# 3D background advice needed UK based



## sweety (Jan 10, 2010)

Hi guys  I could do with some advice please, I'm busy having a go at making up a 3D background for my small Betta's tank before I have to build a large one for my mates tank. I've got a little more work to do on the styrofoam but once that's done i'm a little unsure what to cover it with as i've been unable to find drylok etc here in the uk. Would it be ok to just use a watery cement mix & to colour it for the gaps between the rocks add some charcoal to the mix ?
Thanks in advance for any help


----------



## fusion (Jun 21, 2012)

Cement works good, though you have to cure it for a few weeks in water as it messes with the PH really bad, i wouldnt use charcoal, use cement coloring.

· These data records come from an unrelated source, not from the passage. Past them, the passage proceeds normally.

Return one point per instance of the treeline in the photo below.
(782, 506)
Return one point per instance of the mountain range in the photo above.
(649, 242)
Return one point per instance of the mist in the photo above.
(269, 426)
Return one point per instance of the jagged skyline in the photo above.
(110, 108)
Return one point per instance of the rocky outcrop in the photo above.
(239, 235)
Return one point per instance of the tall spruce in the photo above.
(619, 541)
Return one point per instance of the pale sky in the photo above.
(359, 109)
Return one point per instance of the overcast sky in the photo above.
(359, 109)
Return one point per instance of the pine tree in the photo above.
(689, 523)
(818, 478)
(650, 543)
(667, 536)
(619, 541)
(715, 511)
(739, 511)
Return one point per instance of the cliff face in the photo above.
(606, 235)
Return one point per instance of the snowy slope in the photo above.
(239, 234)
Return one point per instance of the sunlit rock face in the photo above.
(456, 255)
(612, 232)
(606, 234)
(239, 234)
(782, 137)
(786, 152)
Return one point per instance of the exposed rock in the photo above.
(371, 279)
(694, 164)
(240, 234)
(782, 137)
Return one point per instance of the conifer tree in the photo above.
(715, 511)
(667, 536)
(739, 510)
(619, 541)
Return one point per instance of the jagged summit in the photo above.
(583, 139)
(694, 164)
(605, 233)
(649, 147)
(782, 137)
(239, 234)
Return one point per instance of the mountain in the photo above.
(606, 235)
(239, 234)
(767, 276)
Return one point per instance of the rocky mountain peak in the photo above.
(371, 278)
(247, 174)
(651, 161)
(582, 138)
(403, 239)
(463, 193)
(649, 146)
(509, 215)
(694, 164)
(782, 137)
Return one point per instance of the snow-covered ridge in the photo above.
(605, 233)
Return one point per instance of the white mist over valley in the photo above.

If you have a look thru this DIY thread at the backgrounds there are quite a few cement ones that will give you better info.


----------



## sweety (Jan 10, 2010)

Well have managed to get it all carved & quite pleased for my first go at doing this  when it comes to covering it with cement I know you need a slightly watery mix but do you just coat it with the cement straight from the bag or do you have to add sand to the mix like you would when building ?


----------



## fusion (Jun 21, 2012)

A quick search on google and i found Drylok in the UK
http://www.hellotrade.com/m-ports/latex ... oofer.html

Much easier to use that


----------



## Floridagirl (Jan 10, 2008)

Great job, Fusion. Way to help someone out!

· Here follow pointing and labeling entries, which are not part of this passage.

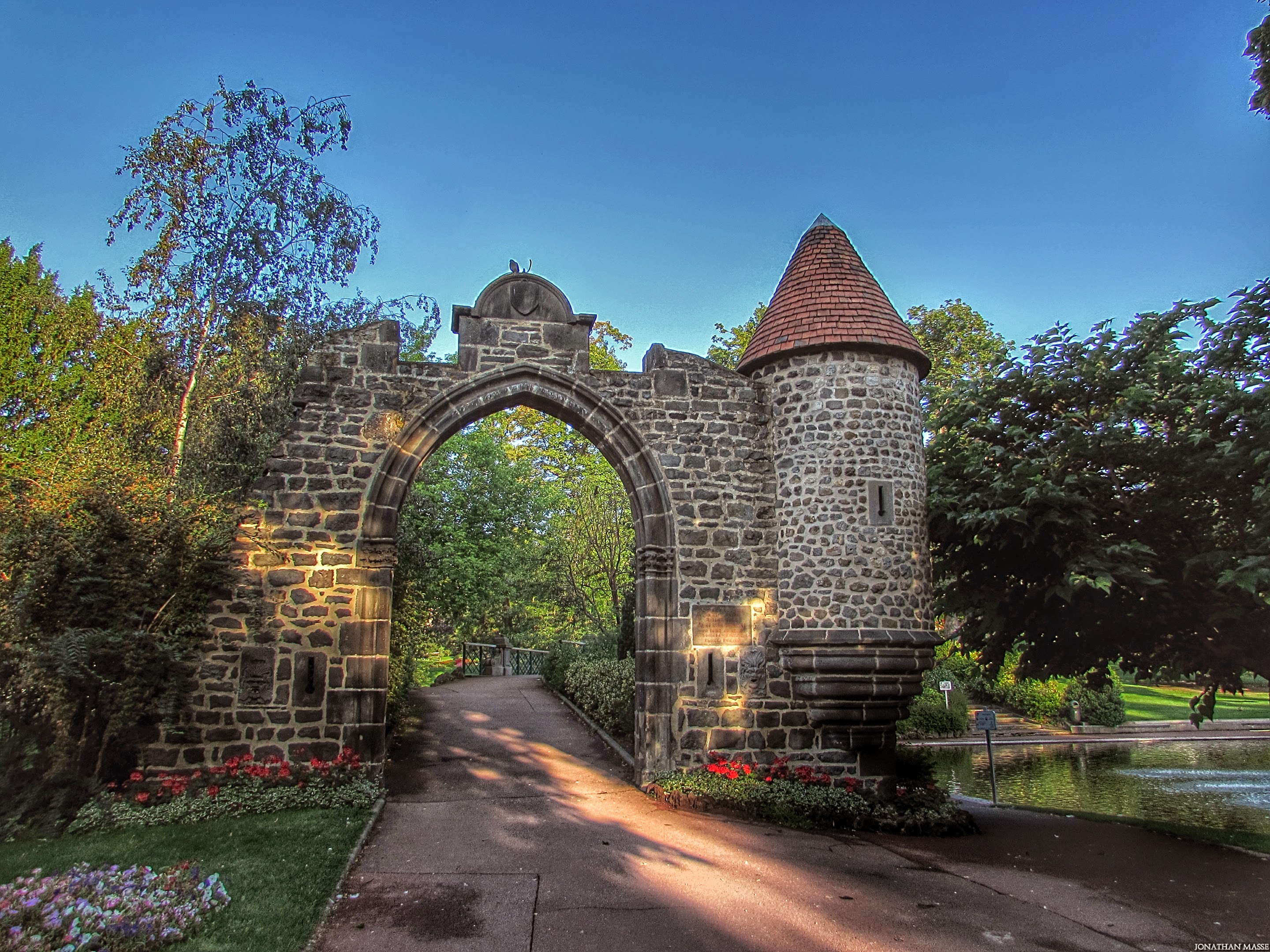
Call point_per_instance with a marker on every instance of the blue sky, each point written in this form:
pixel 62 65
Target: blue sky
pixel 658 162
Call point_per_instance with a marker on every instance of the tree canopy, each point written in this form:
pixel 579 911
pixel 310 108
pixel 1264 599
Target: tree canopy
pixel 729 346
pixel 1106 498
pixel 960 343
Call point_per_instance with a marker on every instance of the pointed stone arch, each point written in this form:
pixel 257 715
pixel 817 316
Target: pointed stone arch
pixel 571 400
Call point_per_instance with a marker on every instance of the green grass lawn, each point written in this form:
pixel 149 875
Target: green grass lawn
pixel 280 869
pixel 1146 703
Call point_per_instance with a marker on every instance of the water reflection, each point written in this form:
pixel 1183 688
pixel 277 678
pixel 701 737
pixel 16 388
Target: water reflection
pixel 1221 785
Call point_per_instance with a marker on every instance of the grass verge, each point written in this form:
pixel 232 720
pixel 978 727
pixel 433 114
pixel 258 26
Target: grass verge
pixel 1256 842
pixel 1143 703
pixel 280 869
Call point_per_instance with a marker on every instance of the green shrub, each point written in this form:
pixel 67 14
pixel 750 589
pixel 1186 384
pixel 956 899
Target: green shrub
pixel 917 810
pixel 560 655
pixel 927 714
pixel 605 688
pixel 1103 706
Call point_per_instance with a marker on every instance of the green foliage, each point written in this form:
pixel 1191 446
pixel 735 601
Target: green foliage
pixel 606 341
pixel 249 235
pixel 110 547
pixel 106 814
pixel 960 343
pixel 281 869
pixel 1100 705
pixel 1259 51
pixel 729 346
pixel 1042 700
pixel 927 715
pixel 1106 498
pixel 605 688
pixel 921 811
pixel 557 664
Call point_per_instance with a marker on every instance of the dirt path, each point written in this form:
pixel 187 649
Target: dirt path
pixel 511 827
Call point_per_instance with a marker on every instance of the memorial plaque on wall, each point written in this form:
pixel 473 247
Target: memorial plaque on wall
pixel 256 677
pixel 722 625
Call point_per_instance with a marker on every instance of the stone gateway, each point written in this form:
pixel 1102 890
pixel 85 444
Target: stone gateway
pixel 783 583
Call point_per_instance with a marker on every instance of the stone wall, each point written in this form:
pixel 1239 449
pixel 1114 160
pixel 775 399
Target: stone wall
pixel 752 526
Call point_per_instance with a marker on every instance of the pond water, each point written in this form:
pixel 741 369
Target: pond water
pixel 1220 785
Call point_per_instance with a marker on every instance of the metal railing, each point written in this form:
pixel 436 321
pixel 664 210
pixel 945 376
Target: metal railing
pixel 527 661
pixel 479 658
pixel 486 659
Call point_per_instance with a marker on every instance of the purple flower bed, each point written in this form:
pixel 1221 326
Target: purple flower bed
pixel 106 911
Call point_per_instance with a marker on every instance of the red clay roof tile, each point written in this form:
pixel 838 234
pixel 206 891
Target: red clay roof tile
pixel 827 299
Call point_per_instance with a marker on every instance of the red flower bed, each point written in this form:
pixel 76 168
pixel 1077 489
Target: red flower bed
pixel 779 770
pixel 237 772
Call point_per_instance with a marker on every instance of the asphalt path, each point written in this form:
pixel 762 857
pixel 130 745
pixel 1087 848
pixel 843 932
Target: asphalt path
pixel 511 827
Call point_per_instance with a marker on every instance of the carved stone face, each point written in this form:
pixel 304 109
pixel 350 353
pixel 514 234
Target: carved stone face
pixel 751 669
pixel 256 681
pixel 525 298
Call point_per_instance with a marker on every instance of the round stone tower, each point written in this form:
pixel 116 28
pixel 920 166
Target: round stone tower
pixel 844 372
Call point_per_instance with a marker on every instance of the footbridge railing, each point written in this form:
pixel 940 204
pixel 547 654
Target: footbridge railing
pixel 481 658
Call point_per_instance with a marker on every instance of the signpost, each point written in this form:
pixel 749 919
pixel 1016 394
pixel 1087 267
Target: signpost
pixel 986 721
pixel 947 687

Sweety, many have used the quickrete mix, here in the US, with or without epoxy resin coatings. But if you can find Drylok, go with it! IMO, it will last longer and give you better detail.


----------



## sweety (Jan 10, 2010)

Thanks for your help guy's  pick up some ready mixed cement (just needs water) today so will give that a try & see how it go's as this BG is a bit of a test piece but as I might be making one for my larger tank I will do more hunting for the drylok but might end up going to Fusion's link for it so tanks again Fusion your a star :wink: I'll pop a pic up once it's done unless I fail


----------



## fusion (Jun 21, 2012)

No prob, happy to help, yep we like pics here lol


----------



## 24Tropheus (Jun 21, 2006)

Lots of folk use Bondaglass G4 Pond Sealer for this in the UK. Comes in clear and various colours and is hard and flexable to last on cement covered poly.
You may also want to have a look at Plastikote stone look paints at B&Q etc.

Much more expensive here than the US equivolents. I realy do not know why.

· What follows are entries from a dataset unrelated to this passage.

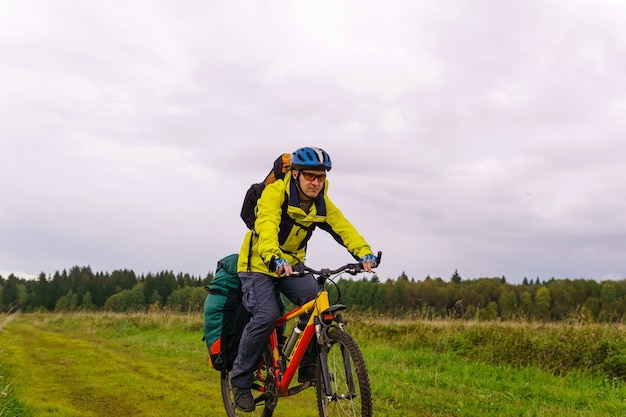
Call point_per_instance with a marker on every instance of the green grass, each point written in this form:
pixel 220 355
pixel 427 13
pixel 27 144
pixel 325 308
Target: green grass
pixel 155 365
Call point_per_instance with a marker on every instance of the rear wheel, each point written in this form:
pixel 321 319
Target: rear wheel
pixel 266 401
pixel 350 394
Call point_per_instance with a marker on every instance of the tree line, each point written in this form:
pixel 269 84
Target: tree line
pixel 482 298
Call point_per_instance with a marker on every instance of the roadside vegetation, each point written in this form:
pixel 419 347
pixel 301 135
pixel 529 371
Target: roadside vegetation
pixel 154 364
pixel 488 298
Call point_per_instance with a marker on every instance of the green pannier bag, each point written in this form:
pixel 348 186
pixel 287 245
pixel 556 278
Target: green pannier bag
pixel 224 314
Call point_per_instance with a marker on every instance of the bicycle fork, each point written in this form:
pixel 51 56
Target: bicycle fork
pixel 327 374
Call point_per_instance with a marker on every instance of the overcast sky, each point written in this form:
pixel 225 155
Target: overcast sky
pixel 487 137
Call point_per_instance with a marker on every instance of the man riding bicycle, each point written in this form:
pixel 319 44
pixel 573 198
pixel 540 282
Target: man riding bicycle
pixel 287 213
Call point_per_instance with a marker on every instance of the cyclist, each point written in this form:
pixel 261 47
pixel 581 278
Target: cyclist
pixel 287 213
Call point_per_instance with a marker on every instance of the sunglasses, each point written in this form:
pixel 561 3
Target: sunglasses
pixel 309 176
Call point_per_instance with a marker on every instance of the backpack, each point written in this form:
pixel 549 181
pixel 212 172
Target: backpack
pixel 224 314
pixel 281 167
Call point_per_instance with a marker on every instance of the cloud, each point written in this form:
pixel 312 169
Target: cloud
pixel 484 137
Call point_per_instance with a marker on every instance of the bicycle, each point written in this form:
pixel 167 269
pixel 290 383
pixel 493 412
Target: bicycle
pixel 342 383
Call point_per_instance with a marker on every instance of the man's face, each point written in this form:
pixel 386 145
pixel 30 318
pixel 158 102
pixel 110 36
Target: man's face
pixel 311 181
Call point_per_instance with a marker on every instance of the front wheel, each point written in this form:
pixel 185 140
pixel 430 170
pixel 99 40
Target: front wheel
pixel 350 394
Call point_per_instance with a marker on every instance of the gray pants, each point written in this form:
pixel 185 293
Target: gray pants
pixel 259 298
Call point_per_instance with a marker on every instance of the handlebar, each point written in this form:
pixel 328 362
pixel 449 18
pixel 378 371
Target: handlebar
pixel 324 273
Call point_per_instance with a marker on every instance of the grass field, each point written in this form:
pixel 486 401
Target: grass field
pixel 155 365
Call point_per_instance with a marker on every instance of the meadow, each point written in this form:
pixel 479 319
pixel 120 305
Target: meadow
pixel 154 364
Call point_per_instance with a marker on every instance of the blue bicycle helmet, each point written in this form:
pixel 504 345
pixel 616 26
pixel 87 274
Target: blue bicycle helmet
pixel 312 158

Suspect Drylok is hard to get hold of retail if your not in the trade.

All the best James


----------



## 24Tropheus (Jun 21, 2006)

If you do find it retail please let me know. :thumb:


----------



## sweety (Jan 10, 2010)

Cheers for that James :thumb: forgot all about G4 pond sealer & never thought about Plastikote TBH, Put my first coat on yesterday so it should be ready for another coat tomorrow if it is gripping the the BG


----------